Es war die Firma Handspring, die Palm vormachte, wie man preisgünstige Geräte auf den Markt bringt. Trotzdem wollte man auch bei Handspring jene Kunden nicht verschmähen, die bereit sind, für ein formschönes Gerät mehr zu bezahlen. Darum wurde Ende März der Visor Edge lanciert. Der PDA, der in vielen bunten Farben erhältlich ist, kostet 749 Franken und ist damit genau gleich teuer wie das Palm-Modell m500.
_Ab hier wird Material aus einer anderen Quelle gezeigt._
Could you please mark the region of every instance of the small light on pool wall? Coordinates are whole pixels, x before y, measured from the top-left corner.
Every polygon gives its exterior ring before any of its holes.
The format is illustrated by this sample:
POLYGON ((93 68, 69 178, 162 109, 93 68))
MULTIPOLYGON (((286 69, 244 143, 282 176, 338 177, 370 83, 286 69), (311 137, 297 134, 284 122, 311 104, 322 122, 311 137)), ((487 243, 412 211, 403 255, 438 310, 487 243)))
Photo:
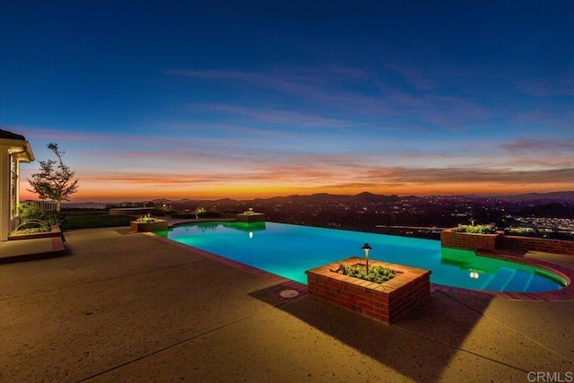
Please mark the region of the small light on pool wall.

Was den Visor Edge von der Konkurrenz abhebt, sind seine Erweiterungsmöglichkeiten über die sogenannten Springboard-Module, die aufgesteckt werden können. Dadurch wird das eigentlich flache und handliche Gerät aber unförmig. Zudem muss man für die Springboard-Erweiterungen unter Umständen nochmals viel Geld in die Hand nehmen. Das Modul, das beispielsweise den Handheld zum Mobiltelefon macht, kostet 800 Franken. Günstiger sind die Speicherkarten in verschiedenen Formaten sowie die Digitalkamera oder auch der MP3-Player, die zur Auswahl stehen. Ohne Zusatzmodule steht der Handheld im Vergleich mit den Mitbewerbern aber ziemlich nackt da.




Die Synchronisation mit dem PC erfolgt beim Visor Edge über den Universal Serial Bus. Darüber werden sich vor allem Windows-NT-User ärgern, die über keinen USB-Support verfügen und deshalb zusätzlich eine Docking-Station für die serielle Schnittstelle anschaffen müssen. Kostenpunkt: 50 Dollar.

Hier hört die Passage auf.